Vane estreitou os olhos, o desdém transbordando. Ele não via um prodígio; via um lixo que se recusava a ser descartado. — A sorte é uma falha de design. Vou garantir que ela seja corrigida.
Leo cambaleou em direção à saída, sentindo o peso do olhar de Vane queimando suas costas. Assim que cruzou o portão, o Sistema disparou um alerta vermelho: Rastreamento Institucional Ativo: 85%.
Ele correu para a Biblioteca Proibida. O cronômetro da missão 'Proteja o Legado' piscava em um ritmo frenético: 00:48:12. Sofia já o esperava entre as prateleiras de tomos proibidos, a luz azulada de sua interface projetando sombras angulares em seu rosto tenso.
— Você acha que ser Tier 2 te protege? — ela disparou, sem rodeios. — Você acabou de se tornar uma variável que precisa ser deletada. Vane não tolera erros no sistema.
Leo estendeu a mão, exigindo a prova. Sofia hesitou, então projetou um log de eliminação no ar. Nomes de estudantes que desapareceram sob o pretexto de 'transferências disciplinares' preenchiam a lista. Eram dezenas.

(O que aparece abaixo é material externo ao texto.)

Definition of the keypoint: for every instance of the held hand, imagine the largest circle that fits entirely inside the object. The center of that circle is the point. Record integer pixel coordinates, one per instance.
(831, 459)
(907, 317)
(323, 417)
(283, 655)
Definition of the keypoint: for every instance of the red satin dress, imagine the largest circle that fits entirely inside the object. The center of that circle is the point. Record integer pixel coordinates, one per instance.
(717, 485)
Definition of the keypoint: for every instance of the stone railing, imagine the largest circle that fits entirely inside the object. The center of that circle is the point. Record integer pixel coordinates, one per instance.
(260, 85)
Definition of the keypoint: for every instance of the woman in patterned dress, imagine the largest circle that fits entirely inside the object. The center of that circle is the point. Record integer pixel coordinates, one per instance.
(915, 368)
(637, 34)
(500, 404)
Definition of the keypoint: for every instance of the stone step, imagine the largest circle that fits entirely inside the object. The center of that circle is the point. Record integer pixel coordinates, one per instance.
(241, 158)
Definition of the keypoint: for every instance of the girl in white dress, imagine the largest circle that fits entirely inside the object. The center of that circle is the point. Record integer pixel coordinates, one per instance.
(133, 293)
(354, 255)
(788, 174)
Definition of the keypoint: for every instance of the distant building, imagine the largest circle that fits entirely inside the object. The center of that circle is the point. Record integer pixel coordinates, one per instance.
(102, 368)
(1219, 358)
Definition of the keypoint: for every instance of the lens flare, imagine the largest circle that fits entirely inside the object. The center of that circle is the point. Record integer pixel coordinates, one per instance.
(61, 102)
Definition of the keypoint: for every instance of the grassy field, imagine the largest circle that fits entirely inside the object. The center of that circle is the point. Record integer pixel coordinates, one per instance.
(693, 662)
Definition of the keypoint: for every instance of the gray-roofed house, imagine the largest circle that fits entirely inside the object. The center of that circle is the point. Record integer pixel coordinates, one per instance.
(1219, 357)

— Ele usa os alunos como baterias, Leo — a voz de Sofia era um sussurro gélido. — Quando a energia de alguém oscila, ele a purga para alimentar aquela fonte de sombra que ele mantém sob a Torre. Você não é um alvo. Você é o próximo combustível.
O corredor principal da Academia transformou-se em uma armadilha. Luzes de emergência pulsavam em carmesim. O cronômetro marcava 00:44:12. Drones de vigilância zumbiam atrás dele, feixes de laser cortando o ar. Ele precisava do novo andar. Se a Torre havia revelado uma brecha, era ali que a lógica de Vane se tornaria obsoleta.
O teto da Torre gemeu, contorcendo-se como ossos quebrados. Seus olhos, aprimorados pela Percepção de Padrões, revelaram a rede de energia selando a entrada.
— Sofia, agora! — Leo gritou, a voz falhando enquanto o chão tremia.
— Se eu desativar o protocolo, o sistema vai fritar seu núcleo! — ela respondeu, a voz distorcida pelo medo.
— Prefiro morrer tentando do que ser o troféu do Vane.
Ele ativou a 'Quebra de Limite'. Uma dor lancinante rasgou seu peito ao drenar 50% de sua energia vital. A porta sibilou e abriu-se enquanto o teto desabava em toneladas de concreto. Leo mergulhou no breu do novo andar enquanto o sistema gritava: Acesso concedido. Risco de morte iminente: 98%. A escuridão engoliu sua consciência, mas o tique-taque do cronômetro, agora em 00:40:00, continuava a ecoar em sua mente.